Although integrative multi-omics shows clear promise, only a subset of biomarkers have reached consistent validation across independent cohorts, and none yet meet the threshold for routine clinical use. Future work should prioritize prospective trials with pre-specified biomarker endpoints, harmonization of assay protocols and data pipelines, and incremental implementation in clinical laboratories. Ultimately, the integration of multi-omics with artificial intelligence may enable robust, individualized prediction of ICI outcomes and more precise treatment decisions for patients with NSCLC.

Future Directions

To advance biomarker development for NSCLC immunotherapy, several priorities emerge. First, prospective trials with pre-specified biomarker endpoints are essential to validate candidate genomic, proteomic, and metabolomic predictors in large, uniformly treated cohorts. Second, standardized assay protocols—including harmonized sequencing pipelines, proteomic panels, and metabolomics workflows—are needed to reduce variability and improve reproducibility across studies. Third, AI-driven integration pipelines that combine multi-omics data with clinical and radiomic features offer a promising approach to capture the complexity of tumor–immune interactions and generate clinically deployable prediction models.
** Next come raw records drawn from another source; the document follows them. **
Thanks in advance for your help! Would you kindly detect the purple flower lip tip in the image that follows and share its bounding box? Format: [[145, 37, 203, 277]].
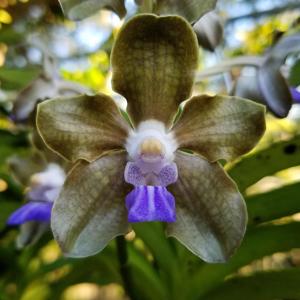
[[290, 87, 300, 103], [125, 185, 176, 223], [6, 201, 53, 226]]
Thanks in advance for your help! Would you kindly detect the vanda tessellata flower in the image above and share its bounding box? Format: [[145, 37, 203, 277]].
[[7, 163, 65, 248], [37, 14, 265, 262]]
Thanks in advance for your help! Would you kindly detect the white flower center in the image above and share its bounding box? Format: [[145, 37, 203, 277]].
[[125, 120, 177, 163]]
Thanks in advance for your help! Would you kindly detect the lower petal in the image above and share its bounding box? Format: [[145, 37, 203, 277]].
[[167, 151, 247, 262], [51, 151, 130, 257], [126, 185, 176, 223], [7, 201, 53, 225]]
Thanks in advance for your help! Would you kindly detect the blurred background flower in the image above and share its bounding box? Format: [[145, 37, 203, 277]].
[[0, 0, 300, 300]]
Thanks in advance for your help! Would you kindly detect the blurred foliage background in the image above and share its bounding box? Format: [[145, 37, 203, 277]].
[[0, 0, 300, 300]]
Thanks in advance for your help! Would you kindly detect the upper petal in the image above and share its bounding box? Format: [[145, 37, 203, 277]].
[[112, 14, 198, 125], [37, 94, 129, 161], [7, 201, 53, 225], [51, 152, 130, 257], [173, 95, 265, 161], [167, 152, 247, 262]]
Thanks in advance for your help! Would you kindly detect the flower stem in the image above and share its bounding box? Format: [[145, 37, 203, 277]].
[[116, 236, 138, 300]]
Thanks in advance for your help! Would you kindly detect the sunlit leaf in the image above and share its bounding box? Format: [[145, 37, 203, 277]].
[[201, 268, 300, 300], [59, 0, 126, 20], [228, 135, 300, 191], [246, 183, 300, 224], [189, 223, 300, 299], [0, 68, 40, 90]]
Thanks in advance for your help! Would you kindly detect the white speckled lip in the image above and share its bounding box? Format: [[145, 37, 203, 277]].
[[125, 120, 178, 162]]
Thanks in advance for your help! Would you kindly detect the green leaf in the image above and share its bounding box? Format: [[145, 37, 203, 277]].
[[187, 222, 300, 300], [59, 0, 126, 20], [0, 129, 29, 171], [289, 60, 300, 86], [127, 243, 168, 300], [246, 182, 300, 224], [154, 0, 217, 22], [201, 268, 300, 300], [0, 67, 40, 90], [132, 222, 183, 299], [228, 135, 300, 191], [0, 27, 25, 45]]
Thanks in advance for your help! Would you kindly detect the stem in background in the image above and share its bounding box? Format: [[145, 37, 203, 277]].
[[116, 236, 138, 300], [215, 48, 232, 94]]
Beyond technical harmonization, cost–benefit assessments are required to ensure that proposed biomarkers can be implemented feasibly in routine practice. Finally, incremental implementation pathways should be pursued in clinical laboratories, beginning with targeted, low-cost assays and progressing to comprehensive multi-omics platforms as evidence and infrastructure mature.
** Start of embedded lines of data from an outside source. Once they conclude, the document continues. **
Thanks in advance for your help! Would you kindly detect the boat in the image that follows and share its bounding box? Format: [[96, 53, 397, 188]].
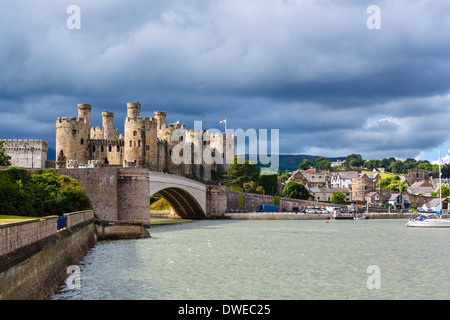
[[406, 212, 450, 228], [405, 148, 450, 228]]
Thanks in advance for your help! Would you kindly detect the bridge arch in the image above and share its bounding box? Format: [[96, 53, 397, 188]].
[[150, 172, 206, 219]]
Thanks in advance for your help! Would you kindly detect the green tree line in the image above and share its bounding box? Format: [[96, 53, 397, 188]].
[[0, 167, 92, 217], [298, 154, 440, 177]]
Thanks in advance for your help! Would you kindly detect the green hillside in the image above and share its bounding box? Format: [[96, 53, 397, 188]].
[[241, 154, 346, 172]]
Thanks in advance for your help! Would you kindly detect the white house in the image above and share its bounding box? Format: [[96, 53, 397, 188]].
[[330, 172, 359, 188], [387, 193, 411, 209]]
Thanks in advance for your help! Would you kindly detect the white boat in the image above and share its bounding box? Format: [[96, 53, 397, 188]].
[[405, 148, 450, 228], [405, 213, 450, 228]]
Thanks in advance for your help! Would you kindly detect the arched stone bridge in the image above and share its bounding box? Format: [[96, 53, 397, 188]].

A practical roadmap is also required to bridge discovery and clinical implementation. We propose a phased approach: initial analytical validation of candidate biomarkers using standardized protocols; subsequent development of targeted multi-omics panels in CLIA-certified laboratories to ensure regulatory compliance and reproducibility; and finally, prospective clinical trials incorporating these panels to establish predictive utility and cost-effectiveness. Early adoption may focus on single-analyte assays with the strongest evidence (eg, KRAS/TP53 co-mutations, CXCL9/10, tryptophan metabolites), which can be gradually expanded into multiplexed or integrative platforms. This stepwise strategy allows incremental integration into clinical workflows, while reducing barriers to implementation and ensuring that validated biomarkers can meaningfully guide patient management.